Mathematics is uniquely problematic because it is entirely paradigm. It is a tree of paradigms—each new abstraction only making sense assuming the paradigm it was created in, and then becoming the paradigm for further abstractions still. Every mathematician, all the time, is trying to discover what a particular paradigm—their specialization—can be twisted to accomplish. Not one of us has the brain power to know the total space of things that one of these ways of thinking can be used to express—the problem domains the tool is applicable to—in order to know which tools show more or less promise at being "powerful." We know what we've discovered so far, but we have such an infinitesimal idea of the "space of all possible abstractions" that we could be totally missing some of the best, and using ones that are barely satisfactory.
Point a hypercomputer AI at "solving physics", and it'll spit out a description of the universe that will certainly have more "things" in it than we know about today—but which will still also contain a subset of the "things" we do have. (The most "carving nature at its joints"ing ones, presumably.) Those "things" that get carried over will, of course, be defined much more precisely; their concept-boundaries will be adjusted to include or exclude edge-cases we weren't aware of. But they'll be the same "things."

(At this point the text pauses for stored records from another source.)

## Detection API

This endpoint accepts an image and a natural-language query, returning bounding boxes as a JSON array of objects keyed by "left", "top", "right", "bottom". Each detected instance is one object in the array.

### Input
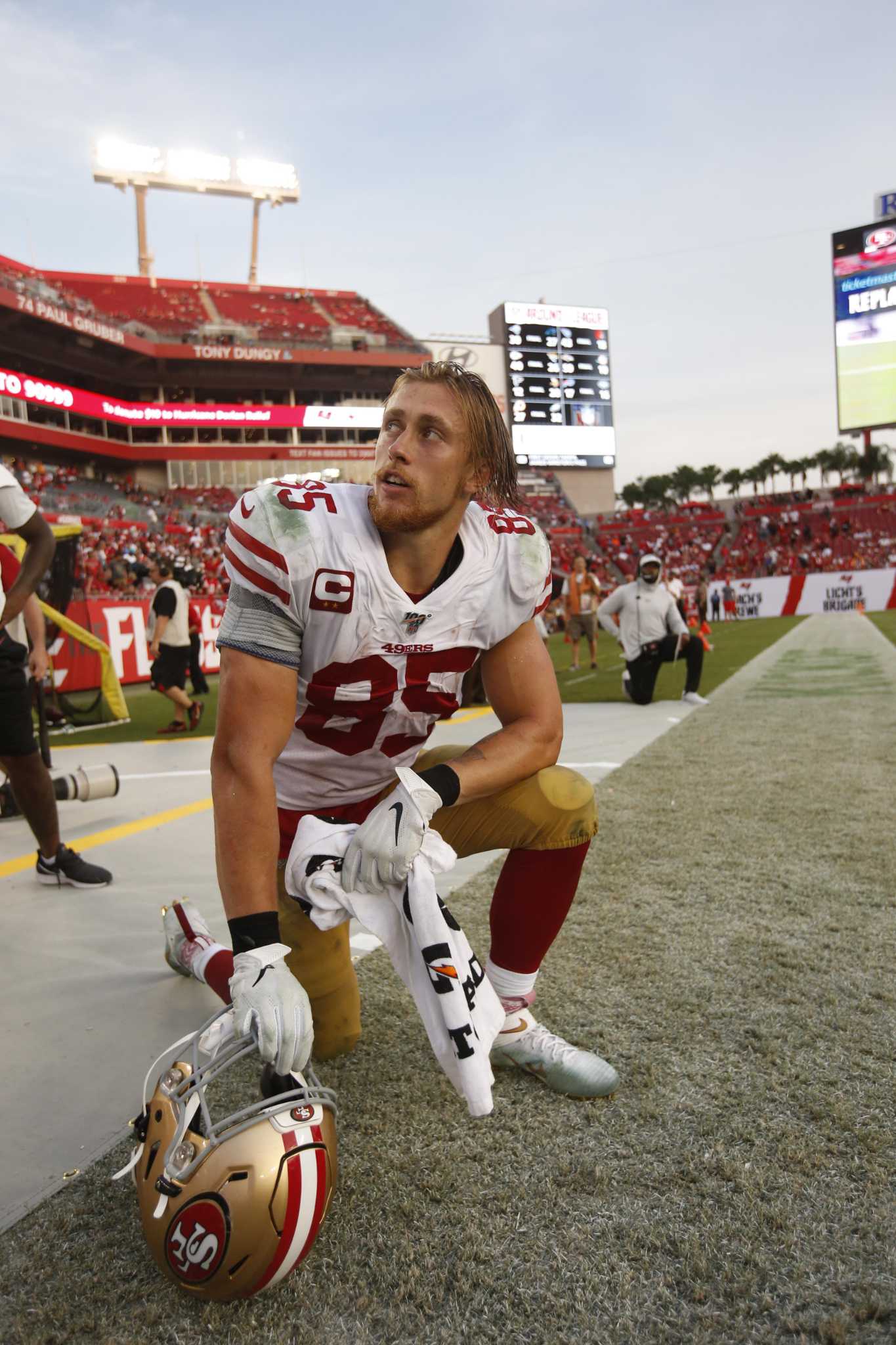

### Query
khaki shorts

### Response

Point a hypercomputer AI at "solving mathematics"—of giving us the most powerful abstractions possible to solve problems with—and the result might be entirely unlike anything we've invented so far. It might not share any resemblance to current mathematics, beyond a shared fondness for sets. (For a silly hypothetical: it might turn out that there's a better abstraction for thinking about relationships between things than "functions", and that all the rest of mathematics and physics and whatever other problem domains simplify greatly if we think about the relationships in them in terms of that abstraction, instead of trying to specify relationships using the "function" abstraction.)